Den ersten Späher sah ich eine Stunde später auf dem Moorweg. Kurz darauf zeigten sich andere und ritten zu ihm. Ich vergewisserte mich, dass sie uns sechs auf der Treppe des Bürgermeisterhauses sahen.
»Wir kriegen Besuch«, sagte ich und deutete auf die Reiter.
»Scheißverdammt!« Bruder Elban spuckte auf seine Stiefel. Ich hatte Bruder Elban gewählt, weil er nach nicht viel aussah: ein alter grauer Strich in einem rostigen Kettenhemd. Er hatte weder Haar noch Zähne, aber trotzdem einen gewissen Biss. »Es sind keine Räuber. Seht euch die Ponys an.« Er lispelte ein wenig, weil ihm die Zähne fehlten.

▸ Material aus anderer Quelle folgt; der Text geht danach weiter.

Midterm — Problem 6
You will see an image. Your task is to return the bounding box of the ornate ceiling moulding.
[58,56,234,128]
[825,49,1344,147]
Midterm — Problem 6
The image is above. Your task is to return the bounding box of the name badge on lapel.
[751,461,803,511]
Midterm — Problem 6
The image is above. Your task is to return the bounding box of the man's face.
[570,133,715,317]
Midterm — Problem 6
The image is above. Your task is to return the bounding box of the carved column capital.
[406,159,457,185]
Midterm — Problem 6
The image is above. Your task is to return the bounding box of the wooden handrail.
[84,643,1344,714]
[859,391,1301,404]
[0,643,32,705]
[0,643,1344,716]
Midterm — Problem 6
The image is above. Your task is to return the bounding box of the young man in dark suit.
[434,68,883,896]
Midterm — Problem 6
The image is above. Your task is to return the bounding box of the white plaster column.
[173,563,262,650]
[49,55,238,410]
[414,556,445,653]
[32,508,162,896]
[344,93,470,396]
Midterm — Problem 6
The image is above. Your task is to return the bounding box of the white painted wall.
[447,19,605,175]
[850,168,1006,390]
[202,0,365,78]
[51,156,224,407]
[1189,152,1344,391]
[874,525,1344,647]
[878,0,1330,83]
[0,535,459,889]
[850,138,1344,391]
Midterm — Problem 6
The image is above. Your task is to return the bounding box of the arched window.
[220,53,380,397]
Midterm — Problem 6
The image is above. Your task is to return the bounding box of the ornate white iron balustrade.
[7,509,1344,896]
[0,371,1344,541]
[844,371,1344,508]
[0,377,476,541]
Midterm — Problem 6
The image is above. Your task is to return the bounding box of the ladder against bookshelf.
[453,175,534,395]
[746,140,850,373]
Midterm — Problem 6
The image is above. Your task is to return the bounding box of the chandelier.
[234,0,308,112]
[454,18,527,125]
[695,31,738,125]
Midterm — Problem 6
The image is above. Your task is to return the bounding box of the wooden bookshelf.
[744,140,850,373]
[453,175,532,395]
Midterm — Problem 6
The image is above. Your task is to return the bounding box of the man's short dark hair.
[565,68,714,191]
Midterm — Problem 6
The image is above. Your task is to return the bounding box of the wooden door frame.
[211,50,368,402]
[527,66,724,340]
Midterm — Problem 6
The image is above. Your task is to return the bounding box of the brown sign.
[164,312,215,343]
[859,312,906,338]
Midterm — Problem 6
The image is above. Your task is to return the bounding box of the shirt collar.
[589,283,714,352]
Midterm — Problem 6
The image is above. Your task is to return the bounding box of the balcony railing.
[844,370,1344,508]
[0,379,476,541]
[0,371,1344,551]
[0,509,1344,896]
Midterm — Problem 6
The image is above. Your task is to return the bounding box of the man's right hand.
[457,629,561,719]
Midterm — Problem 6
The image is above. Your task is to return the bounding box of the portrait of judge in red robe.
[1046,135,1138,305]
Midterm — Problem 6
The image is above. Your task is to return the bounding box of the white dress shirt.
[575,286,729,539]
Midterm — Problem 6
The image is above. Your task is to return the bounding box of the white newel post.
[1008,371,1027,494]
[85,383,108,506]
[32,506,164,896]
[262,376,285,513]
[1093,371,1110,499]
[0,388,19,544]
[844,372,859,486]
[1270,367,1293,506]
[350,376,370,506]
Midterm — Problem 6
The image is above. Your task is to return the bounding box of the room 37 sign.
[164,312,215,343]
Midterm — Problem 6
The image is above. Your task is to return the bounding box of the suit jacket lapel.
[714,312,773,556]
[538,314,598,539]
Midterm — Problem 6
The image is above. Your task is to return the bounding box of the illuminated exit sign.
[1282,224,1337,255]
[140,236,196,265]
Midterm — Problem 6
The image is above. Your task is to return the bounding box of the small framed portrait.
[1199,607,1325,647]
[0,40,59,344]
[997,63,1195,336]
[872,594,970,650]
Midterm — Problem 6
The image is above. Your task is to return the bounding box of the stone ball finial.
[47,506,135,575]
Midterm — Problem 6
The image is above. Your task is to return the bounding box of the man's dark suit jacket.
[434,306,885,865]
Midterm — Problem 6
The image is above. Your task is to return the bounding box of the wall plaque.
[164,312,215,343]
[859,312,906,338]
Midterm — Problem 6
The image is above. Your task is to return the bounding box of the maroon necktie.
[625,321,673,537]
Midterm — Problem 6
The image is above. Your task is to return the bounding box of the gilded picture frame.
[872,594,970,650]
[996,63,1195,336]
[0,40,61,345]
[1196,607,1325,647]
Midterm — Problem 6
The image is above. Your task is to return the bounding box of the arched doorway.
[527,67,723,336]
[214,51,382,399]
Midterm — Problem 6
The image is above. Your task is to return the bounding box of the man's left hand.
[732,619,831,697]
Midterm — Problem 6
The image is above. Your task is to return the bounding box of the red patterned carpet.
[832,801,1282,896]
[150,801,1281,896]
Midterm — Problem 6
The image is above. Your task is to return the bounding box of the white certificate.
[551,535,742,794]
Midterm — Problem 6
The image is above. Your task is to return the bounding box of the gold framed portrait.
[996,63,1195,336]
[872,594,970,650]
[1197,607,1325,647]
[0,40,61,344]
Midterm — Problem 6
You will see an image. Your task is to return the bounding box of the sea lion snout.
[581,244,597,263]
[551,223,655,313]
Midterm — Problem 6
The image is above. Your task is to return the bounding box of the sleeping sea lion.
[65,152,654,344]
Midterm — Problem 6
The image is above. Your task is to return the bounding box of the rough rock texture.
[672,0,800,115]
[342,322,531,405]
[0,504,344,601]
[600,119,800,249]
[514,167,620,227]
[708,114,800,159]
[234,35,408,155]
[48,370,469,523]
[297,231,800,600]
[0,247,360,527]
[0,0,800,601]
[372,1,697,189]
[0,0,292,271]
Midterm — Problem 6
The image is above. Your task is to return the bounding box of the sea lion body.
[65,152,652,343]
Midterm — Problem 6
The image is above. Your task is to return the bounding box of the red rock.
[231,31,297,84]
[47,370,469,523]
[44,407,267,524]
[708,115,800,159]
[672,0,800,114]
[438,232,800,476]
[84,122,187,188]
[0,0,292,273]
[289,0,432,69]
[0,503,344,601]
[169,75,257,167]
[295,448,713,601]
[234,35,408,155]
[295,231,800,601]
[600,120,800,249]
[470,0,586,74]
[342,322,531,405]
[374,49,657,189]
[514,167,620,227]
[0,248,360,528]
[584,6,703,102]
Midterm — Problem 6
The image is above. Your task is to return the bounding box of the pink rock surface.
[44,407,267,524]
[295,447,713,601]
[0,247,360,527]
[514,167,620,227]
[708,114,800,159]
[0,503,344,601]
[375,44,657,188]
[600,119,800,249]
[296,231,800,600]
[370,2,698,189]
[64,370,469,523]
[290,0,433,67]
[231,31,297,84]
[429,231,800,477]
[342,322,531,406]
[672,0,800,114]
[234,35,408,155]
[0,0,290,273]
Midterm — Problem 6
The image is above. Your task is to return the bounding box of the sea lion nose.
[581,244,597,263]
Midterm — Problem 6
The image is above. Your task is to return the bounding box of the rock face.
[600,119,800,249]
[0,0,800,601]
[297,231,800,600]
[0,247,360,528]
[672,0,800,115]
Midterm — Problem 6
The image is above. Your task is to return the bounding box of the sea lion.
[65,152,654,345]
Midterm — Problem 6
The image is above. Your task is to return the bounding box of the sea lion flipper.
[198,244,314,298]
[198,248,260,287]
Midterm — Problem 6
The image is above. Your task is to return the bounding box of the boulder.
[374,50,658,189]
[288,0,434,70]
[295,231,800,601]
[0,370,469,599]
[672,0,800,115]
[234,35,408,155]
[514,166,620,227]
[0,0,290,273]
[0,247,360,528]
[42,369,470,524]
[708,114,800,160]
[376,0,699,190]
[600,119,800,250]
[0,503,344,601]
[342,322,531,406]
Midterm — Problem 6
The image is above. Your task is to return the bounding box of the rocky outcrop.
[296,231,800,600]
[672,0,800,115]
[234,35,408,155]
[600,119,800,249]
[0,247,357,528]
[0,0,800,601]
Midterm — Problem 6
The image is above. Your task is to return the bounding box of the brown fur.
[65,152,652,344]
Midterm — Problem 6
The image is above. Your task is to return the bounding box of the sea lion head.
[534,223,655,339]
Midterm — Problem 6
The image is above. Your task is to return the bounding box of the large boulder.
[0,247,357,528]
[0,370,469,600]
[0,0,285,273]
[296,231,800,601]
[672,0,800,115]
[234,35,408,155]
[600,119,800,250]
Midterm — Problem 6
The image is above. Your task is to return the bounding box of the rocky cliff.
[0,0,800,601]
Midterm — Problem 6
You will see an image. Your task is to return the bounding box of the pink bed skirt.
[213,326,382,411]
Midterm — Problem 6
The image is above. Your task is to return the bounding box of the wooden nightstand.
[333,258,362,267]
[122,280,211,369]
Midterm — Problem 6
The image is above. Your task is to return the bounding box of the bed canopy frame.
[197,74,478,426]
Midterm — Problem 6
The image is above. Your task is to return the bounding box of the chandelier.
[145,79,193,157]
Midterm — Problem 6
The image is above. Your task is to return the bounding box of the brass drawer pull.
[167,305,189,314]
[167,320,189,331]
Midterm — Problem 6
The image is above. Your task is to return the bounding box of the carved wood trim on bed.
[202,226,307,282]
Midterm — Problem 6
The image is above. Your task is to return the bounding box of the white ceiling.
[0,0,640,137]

»Wisst ihr, da könnte Elban Recht haben«, sagte ich und schenkte ihm ein Lächeln. »Ich würde sagen, sie sehen eher wie Haussoldaten aus.«
»Gott steh uns bei«, murmelte der alte Gomsty hinter mir.
Die Späher wichen zurück. Elban nahm seine Sachen und wollte zur Marktwiese, auf der die Pferde grasten.
»Das würde ich an deiner Stelle nicht tun, alter Mann«, sagte ich ruhig.
Er drehte sich um, und ich sah die Furcht in seinen Augen. »Du willst mich doch nicht töten, Jorg, oder?« Den Namen sprach er noch undeutlicher aus als den Rest. Wahrscheinlich brauchte man Zähne, um »Jorg« mit der richtigen Schärfe auszusprechen.
»Nein, ich töte dich nicht.« Ich mochte Elban fast. Ohne guten Grund würde ich ihn nicht umbringen. »Wohin willst du fliehen, Elban?«
Er deutete über den Kamm hinweg. »Das ist der einzige Weg. Sonst bleibt man im Dickicht stecken. Oder schlimmer noch, man gerät in den Sumpf.«
»An deiner Stelle würde ich nicht über den Kamm reiten, Elban«, sagte ich. »Vertrau mir.«
Und das tat er. Obwohl er mir vielleicht nur vertraute, weil er mir nicht traute, wenn ihr versteht, was ich meine.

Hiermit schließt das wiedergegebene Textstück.